How to find commit responsible by adding a file index (blob)

问题

When we make a git diff Version1..Version2 -- file, this command will return something like :

diff --git a/wp-includes/version.php b/wp-includes/version.php index 5d034bb9d8..617021e8d9 100644

The git here compare between two version of a file to give you the difference between them. I need to know the commit responsible for adding the file in question from the number of index 5d034bb9d8, and the index **617021e8d9*.

回答1:

TL;DR

This (untested) script may do what you want. Read the rest for how it works, if and when it works, and caveats.

#! /bin/sh
case $# in
2);;
*) echo "usage: script left-specifier right-specifier" 1>&2; exit 1;;
esac
# turn arguments into hashes, then ensure they are commits
L=$(git rev-parse "$1") || exit
R=$(git rev-parse "$2") || exit
L=$(git rev-parse $L^{commit}) || exit
R=$(git rev-parse $R^{commit}) || exit

haveblob=$(git rev-parse $L:wp-includes/version.php) || exit
wantblob=$(git rev-parse $R:wp-includes/version.php) || exit
git rev-list --reverse --topo-order $R ^$L^@ | while read hash; do
    thisblob=$(git rev-parse $hash:wp-includes/version.php)
    test $thisblob = $haveblob && continue
    if [ $thisblob = $wantblob ]; then
        echo "target file appears in commit $hash"
        exit 0 # we've found it - succeed and quit
    fi
    echo "note: commit $hash contains a different version than either end"
done
echo "error: got to the bottom of the loop"
exit 1

Long

Let's clarify this a bit more: you've run:

$ git diff <commit1> <commit2> -- wp-includes/version.php

and its output reads, in part:

index 5d034bb9d8..617021e8d9 100644

Let's call <commit1>—which you specified by hash or tag or branch name or whatever—L, where L stands for left side of git diff. Let's call the second commit R, for the right side.

You want to find some commit that comes at or after L, and before or at R, where file wp-includes/version.php matches the version in R, i.e., the one whose abbreviated hash is 617021e8d9. But you don't want just any commit: you want the first such commit—the one closest to L.

It's worth noting, first, that there may be no sensible relationship at all between the two commits. That is, if we were to draw a graph of the commit history, it might be simple:

...--o--o--L--M--N--...--Q--R--o--o--o   <-- branch

But it might not be so simple.
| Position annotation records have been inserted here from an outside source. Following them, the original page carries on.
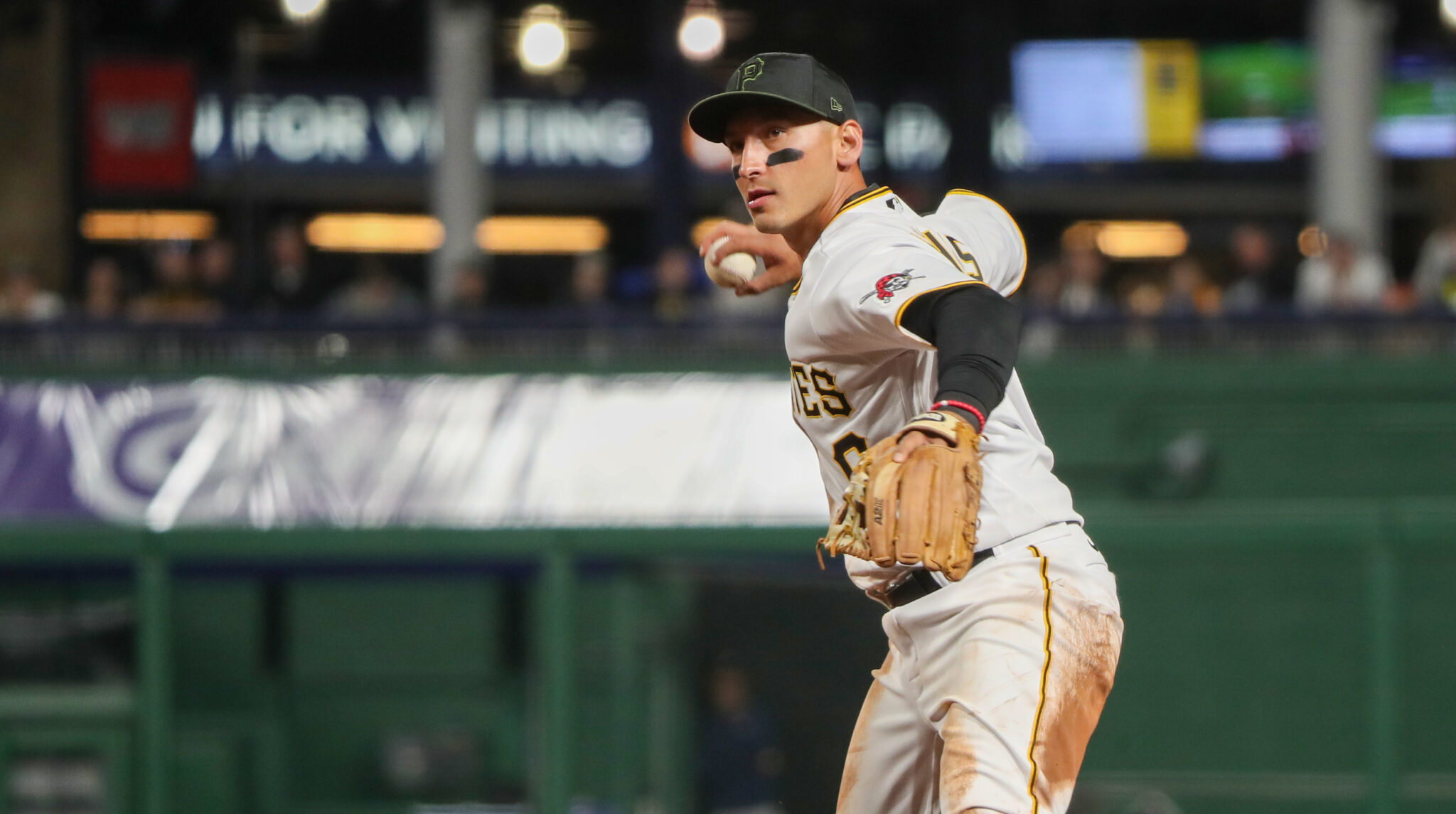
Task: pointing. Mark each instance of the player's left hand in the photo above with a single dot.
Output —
(914, 440)
(781, 264)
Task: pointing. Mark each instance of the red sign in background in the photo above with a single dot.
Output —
(139, 126)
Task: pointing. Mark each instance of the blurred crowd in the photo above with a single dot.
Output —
(1253, 274)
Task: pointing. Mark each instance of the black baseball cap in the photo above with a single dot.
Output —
(786, 79)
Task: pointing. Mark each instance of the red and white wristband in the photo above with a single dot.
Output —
(964, 407)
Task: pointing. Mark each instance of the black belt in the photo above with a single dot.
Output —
(921, 583)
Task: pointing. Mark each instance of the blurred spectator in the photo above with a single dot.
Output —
(1189, 290)
(740, 759)
(1082, 294)
(1044, 289)
(471, 289)
(173, 294)
(376, 293)
(1346, 279)
(1435, 276)
(590, 276)
(22, 297)
(105, 290)
(218, 274)
(287, 284)
(673, 276)
(1257, 279)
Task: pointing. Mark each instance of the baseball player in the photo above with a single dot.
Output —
(1004, 619)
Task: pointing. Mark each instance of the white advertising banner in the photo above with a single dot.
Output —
(441, 450)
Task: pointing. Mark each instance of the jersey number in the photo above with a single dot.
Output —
(847, 443)
(967, 264)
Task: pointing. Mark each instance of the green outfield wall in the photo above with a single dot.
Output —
(1283, 533)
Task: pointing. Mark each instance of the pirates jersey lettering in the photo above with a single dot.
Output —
(843, 333)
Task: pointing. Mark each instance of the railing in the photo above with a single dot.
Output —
(1276, 653)
(616, 338)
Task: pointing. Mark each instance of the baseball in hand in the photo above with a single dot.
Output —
(732, 272)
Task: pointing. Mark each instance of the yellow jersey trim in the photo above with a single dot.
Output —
(1046, 670)
(1025, 257)
(874, 196)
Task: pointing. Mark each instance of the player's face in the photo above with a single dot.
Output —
(783, 164)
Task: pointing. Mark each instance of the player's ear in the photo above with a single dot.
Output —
(850, 143)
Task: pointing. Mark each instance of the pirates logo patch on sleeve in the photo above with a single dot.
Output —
(887, 286)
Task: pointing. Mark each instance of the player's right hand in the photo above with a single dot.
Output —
(781, 264)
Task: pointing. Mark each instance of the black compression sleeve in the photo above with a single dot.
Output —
(976, 333)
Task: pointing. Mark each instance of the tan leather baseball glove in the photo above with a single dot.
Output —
(922, 510)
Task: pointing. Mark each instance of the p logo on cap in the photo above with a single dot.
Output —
(750, 72)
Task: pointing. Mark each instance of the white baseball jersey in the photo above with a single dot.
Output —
(858, 376)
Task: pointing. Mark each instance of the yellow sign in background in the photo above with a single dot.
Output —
(1171, 98)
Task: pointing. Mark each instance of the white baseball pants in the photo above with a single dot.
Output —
(992, 686)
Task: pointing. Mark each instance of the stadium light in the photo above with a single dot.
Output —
(375, 232)
(1130, 239)
(701, 37)
(301, 12)
(130, 226)
(540, 235)
(542, 47)
(417, 235)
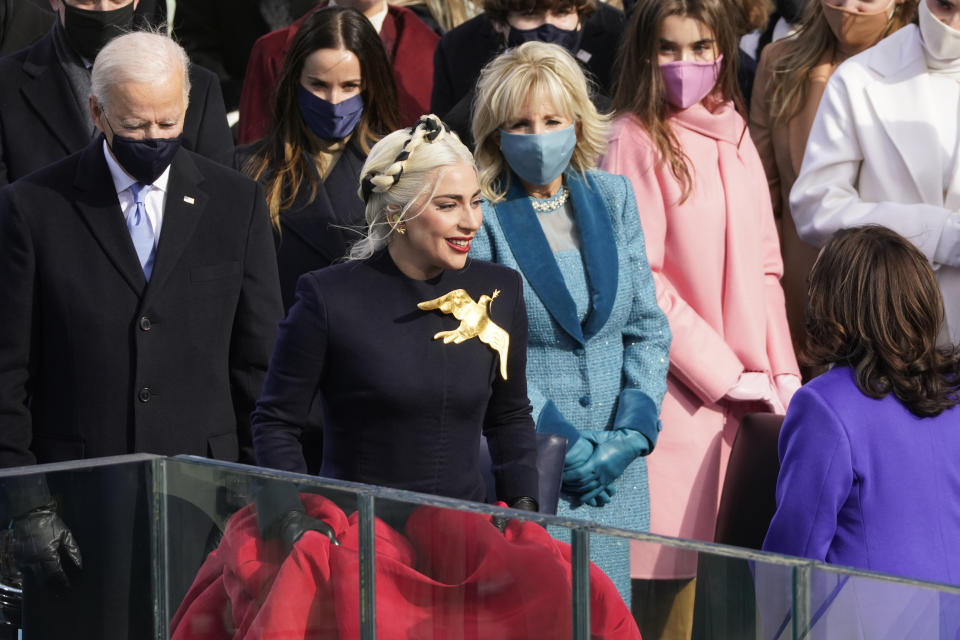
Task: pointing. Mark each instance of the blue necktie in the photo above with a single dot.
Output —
(139, 227)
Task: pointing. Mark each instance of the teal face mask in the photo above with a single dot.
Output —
(539, 158)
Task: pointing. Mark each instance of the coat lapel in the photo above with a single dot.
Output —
(535, 259)
(598, 247)
(896, 109)
(185, 204)
(98, 205)
(49, 94)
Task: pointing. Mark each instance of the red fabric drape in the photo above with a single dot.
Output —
(451, 576)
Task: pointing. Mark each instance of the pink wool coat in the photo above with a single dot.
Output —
(716, 263)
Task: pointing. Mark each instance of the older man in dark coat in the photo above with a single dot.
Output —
(140, 305)
(44, 90)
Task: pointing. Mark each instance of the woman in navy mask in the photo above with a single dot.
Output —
(336, 97)
(598, 345)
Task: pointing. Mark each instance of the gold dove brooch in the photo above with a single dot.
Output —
(474, 320)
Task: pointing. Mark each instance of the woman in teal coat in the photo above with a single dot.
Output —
(599, 345)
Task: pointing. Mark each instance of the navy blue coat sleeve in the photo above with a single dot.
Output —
(508, 425)
(292, 382)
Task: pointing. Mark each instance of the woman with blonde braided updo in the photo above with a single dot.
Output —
(401, 406)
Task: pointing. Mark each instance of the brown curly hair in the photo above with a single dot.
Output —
(875, 306)
(497, 10)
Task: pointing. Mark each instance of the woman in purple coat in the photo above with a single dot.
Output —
(869, 475)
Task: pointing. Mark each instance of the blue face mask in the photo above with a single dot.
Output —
(566, 38)
(329, 121)
(539, 158)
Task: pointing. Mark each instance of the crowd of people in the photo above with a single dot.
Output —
(626, 224)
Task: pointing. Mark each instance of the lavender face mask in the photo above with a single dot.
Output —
(688, 82)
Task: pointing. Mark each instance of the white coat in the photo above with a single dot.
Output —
(874, 157)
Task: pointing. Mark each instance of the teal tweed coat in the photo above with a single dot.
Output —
(604, 369)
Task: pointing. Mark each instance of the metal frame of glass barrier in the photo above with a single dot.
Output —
(806, 616)
(797, 623)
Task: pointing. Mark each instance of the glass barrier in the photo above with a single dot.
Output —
(192, 549)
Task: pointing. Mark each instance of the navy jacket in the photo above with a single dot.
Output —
(400, 409)
(95, 361)
(316, 234)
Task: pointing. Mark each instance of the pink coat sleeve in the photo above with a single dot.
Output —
(699, 356)
(779, 345)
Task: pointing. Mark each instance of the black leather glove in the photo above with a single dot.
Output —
(40, 540)
(296, 523)
(523, 503)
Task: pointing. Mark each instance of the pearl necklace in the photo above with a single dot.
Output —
(550, 204)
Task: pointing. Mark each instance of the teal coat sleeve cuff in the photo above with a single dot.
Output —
(637, 411)
(552, 421)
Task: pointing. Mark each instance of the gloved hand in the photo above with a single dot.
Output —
(296, 523)
(579, 478)
(40, 539)
(613, 452)
(787, 384)
(755, 386)
(523, 503)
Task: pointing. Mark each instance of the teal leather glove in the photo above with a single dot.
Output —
(613, 452)
(579, 477)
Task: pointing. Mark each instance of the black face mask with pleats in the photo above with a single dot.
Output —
(89, 31)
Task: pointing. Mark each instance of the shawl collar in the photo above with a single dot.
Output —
(723, 123)
(535, 259)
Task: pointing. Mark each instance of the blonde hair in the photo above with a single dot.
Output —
(802, 51)
(400, 169)
(533, 71)
(447, 13)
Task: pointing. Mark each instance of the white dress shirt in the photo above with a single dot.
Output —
(155, 200)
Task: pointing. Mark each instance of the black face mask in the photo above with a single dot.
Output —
(145, 159)
(89, 31)
(569, 39)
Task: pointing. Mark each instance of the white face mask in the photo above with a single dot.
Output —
(941, 43)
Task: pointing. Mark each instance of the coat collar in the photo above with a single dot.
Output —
(336, 200)
(100, 209)
(535, 259)
(897, 59)
(186, 202)
(48, 93)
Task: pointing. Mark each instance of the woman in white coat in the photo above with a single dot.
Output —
(885, 145)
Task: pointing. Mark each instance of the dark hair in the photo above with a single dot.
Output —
(497, 10)
(640, 89)
(284, 153)
(875, 306)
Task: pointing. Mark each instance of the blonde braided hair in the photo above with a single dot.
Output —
(394, 180)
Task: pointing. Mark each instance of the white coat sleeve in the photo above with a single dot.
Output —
(826, 196)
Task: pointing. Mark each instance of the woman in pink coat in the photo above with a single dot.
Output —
(713, 248)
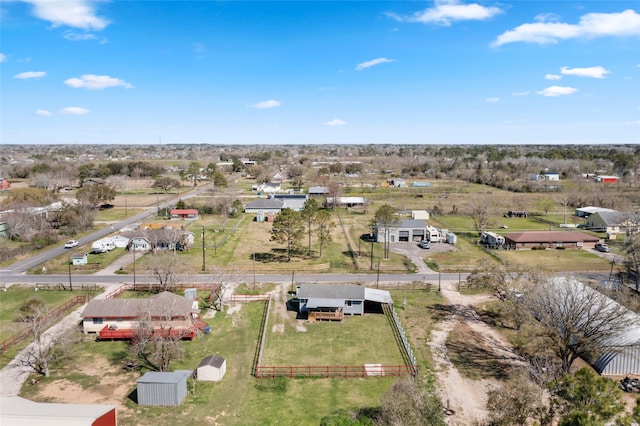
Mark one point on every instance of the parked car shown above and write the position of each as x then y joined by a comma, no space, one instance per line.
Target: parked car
71,244
424,244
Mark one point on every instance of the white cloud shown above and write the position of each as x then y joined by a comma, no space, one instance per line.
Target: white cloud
72,13
73,36
96,82
447,11
271,103
591,25
557,91
30,74
372,63
74,111
335,122
594,72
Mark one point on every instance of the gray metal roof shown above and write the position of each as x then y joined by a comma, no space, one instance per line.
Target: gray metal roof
159,305
266,203
165,377
325,303
213,361
331,291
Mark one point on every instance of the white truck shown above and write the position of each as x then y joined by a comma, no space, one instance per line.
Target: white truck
103,245
491,239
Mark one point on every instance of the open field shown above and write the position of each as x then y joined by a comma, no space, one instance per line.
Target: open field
13,298
351,342
239,399
557,260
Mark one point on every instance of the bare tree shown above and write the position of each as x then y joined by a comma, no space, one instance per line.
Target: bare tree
575,321
166,267
385,220
156,341
44,349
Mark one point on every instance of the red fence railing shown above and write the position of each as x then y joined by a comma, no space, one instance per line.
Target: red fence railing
25,332
333,371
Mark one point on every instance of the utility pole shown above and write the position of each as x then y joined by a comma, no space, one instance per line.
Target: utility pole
70,285
204,267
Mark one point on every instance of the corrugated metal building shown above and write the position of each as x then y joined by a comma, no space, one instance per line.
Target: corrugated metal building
17,411
163,389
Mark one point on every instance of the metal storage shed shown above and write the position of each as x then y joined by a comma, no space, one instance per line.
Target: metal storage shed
211,369
163,389
17,411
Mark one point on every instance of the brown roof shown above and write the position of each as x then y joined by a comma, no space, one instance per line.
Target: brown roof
550,237
159,305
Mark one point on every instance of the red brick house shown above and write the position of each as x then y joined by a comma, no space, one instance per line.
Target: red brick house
550,239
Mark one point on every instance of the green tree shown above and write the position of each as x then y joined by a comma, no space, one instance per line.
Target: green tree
585,398
194,172
324,225
94,195
288,228
309,214
385,220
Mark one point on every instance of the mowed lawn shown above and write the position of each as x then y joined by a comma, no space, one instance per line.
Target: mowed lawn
239,399
557,260
356,340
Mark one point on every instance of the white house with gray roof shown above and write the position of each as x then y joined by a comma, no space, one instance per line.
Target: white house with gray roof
407,230
350,299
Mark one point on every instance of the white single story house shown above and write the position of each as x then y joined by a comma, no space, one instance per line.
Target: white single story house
120,241
79,259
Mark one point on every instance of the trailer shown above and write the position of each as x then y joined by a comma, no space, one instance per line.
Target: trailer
491,239
103,245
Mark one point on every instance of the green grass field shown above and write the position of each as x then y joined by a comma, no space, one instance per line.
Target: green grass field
239,399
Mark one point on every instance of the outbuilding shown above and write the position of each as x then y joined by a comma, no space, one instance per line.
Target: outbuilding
164,389
211,369
18,411
550,239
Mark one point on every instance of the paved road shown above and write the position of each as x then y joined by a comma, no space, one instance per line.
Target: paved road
37,259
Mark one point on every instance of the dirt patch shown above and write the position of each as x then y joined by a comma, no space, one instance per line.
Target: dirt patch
467,397
113,389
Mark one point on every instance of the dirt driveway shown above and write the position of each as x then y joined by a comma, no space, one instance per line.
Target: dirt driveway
417,254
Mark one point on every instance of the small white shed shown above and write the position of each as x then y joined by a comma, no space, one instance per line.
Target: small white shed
211,369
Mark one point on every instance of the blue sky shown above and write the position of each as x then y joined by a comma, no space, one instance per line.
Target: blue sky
328,72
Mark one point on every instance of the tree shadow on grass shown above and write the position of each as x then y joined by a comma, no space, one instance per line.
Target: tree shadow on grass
472,356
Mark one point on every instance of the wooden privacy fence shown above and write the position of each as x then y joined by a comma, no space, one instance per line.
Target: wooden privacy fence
334,371
25,332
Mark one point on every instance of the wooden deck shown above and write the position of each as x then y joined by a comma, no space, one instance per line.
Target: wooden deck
110,333
314,316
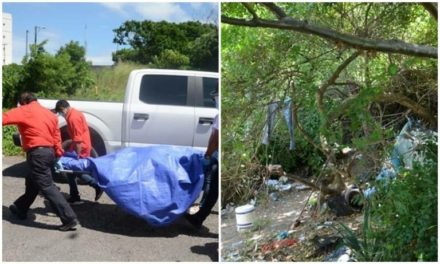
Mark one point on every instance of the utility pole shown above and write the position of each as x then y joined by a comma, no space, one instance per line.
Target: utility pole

For the moment, let's assume that it is simple.

The simple case: L is `L` and R is `R` and there's a straight line of commits in between

In this case, there's some direct causal relationship in getting from L to R. The answer to your question will make a lot of sense. Specifically, it answers the question: where did this version come from? There's a direct line of commits starting at L and ending at R and the version that's in R might be in an earlier commit too. Let's see how to find the earliest commit, in the L-to-R sequence, that has the same version that's in R.

First, note that each commit represents a complete snapshot of all the files that are in that snapshot. That is, if we look at commit N above, it has all the files, in some form or another. The copy of wp-includes/version.php in N might match the one in L or might match the one in R. (It clearly cannot match both: if it did, the one in L would match the one in R and there would be no index line and no diff output.)

It's possible that the file is in L and R but is not in any of the commits in between, but in that case, the answer is: The file first appears in R.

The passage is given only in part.